# Miscellaneous > General Database Discussions >  using bcp to save query output in excel

## ppvelu

I am using bcp to get the query output in excel file. But I am not able to see the column headings. Is there a way to get the column heading also in the output file.

the command I am using is this.

declare @x varchar(300)

set @x = 'bcp "select * from Northwind..orders" queryout c:\test.csv -S local -U sa -P passwd -c -C RAW -t "," -r \n'

exec master..xp_cmdshell @x

go

----------


## skhanal

use OSQL instead.

----------


## ppvelu

pl show me an example

----------


## ppvelu

Thanks I found it

----------


## Rawhide

I am forced to use BCP instead of OSQL in some of my exports because there are some large varchar fields that exceed the capabilities of OSQL. OSQL has a limit of 1000 characters per line and our PublicRemarks field is 3000 characters.

What I do instead is to have a separate text file with the header line in it. After the data is bcp'd out, I merge the two files together using the DOS command "Type".

If you don't know the headers ahead of time, you could always bcp out the headers first to a header file.

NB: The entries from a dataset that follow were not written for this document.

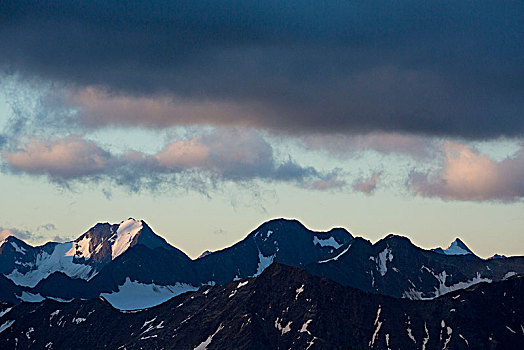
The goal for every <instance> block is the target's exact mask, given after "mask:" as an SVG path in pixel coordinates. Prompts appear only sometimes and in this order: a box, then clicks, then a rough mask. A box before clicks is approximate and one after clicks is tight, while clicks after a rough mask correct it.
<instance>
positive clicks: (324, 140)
mask: <svg viewBox="0 0 524 350" xmlns="http://www.w3.org/2000/svg"><path fill="white" fill-rule="evenodd" d="M299 140H300V143H301V145H303V146H304V147H305V148H306V149H308V150H325V151H328V152H329V153H331V154H334V155H339V156H347V155H351V154H354V153H355V152H360V151H367V150H373V151H376V152H378V153H381V154H387V155H389V154H395V153H396V154H407V155H410V156H412V157H414V158H416V159H419V160H421V159H424V158H426V157H428V156H430V155H432V154H433V153H434V149H435V141H434V140H433V139H432V138H428V137H422V136H415V135H409V134H398V133H383V132H380V133H378V132H376V133H371V134H366V135H346V134H341V133H336V134H332V135H308V136H303V137H301V138H300V139H299Z"/></svg>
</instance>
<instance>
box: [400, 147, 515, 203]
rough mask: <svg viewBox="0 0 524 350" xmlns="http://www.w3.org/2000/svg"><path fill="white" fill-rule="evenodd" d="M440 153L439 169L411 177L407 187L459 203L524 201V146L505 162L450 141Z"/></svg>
mask: <svg viewBox="0 0 524 350" xmlns="http://www.w3.org/2000/svg"><path fill="white" fill-rule="evenodd" d="M441 151H442V155H443V156H442V160H441V165H440V167H439V168H438V169H436V170H434V171H430V172H413V173H412V174H411V175H410V178H409V182H408V185H409V187H410V189H411V190H412V191H413V192H414V193H415V194H417V195H420V196H423V197H440V198H442V199H444V200H459V201H486V200H497V201H504V202H514V201H520V200H522V199H523V198H524V145H522V148H521V149H520V151H518V152H517V153H516V154H515V155H514V156H512V157H508V158H506V159H504V160H502V161H495V160H493V159H491V158H489V157H488V156H486V155H484V154H481V153H480V152H479V151H478V150H476V149H475V148H473V147H472V146H469V145H465V144H461V143H456V142H450V141H448V142H444V143H443V145H442V150H441Z"/></svg>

Declare @Headers varchar(1000),
	@x varchar(300)

Select @Headers = IsNull(@Headers + ',', '') + Column_Name
From Northwind.INFORMATION_SCHEMA.COLUMNS
Where Table_Name = 'orders'

set @x = 'bcp "select ''' + @Headers + '''" queryout c:\testheader.csv -S local -U sa -P passwd -c -C RAW -t "," -r \n'

exec master..xp_cmdshell @x

set @x = 'bcp "select * from Northwind..orders" queryout c:\test.csv -S local -U sa -P passwd -c -C RAW -t "," -r \n'

exec master..xp_cmdshell @x

exec master..xp_cmdshell 'type c:\testheader.csv > c:\testfinal.csv'
exec master..xp_cmdshell 'type c:\test.csv >> c:\testfinal.csv'

----------


## ppvelu

Thank you.

----------


## Avadhoot

I am creating CSV file using BCP utility. For the purpose I am using stored procedure to generate CSV File.
But when CSV file got generated, it was without column headings..Is there any way to include column headings if CSV is generated by stored procedure (not direct tables) using BCP ?

----------


## Rawhide

Well you could bcp the headers as simple strings to one file and the data to another and combine them as described above.

So your first bcp query would be:

Select 'FieldName1', 'FieldName2', 'FieldName3', etc.


Another option you may want to think about is seeing if you can create a view with the data you want in a table format. I do that a lot if it's something that gets exported regularly or frequently. The view does all of the data scrubbing for me and all I have to do on a daily basis is bcp out the data and headers.

----------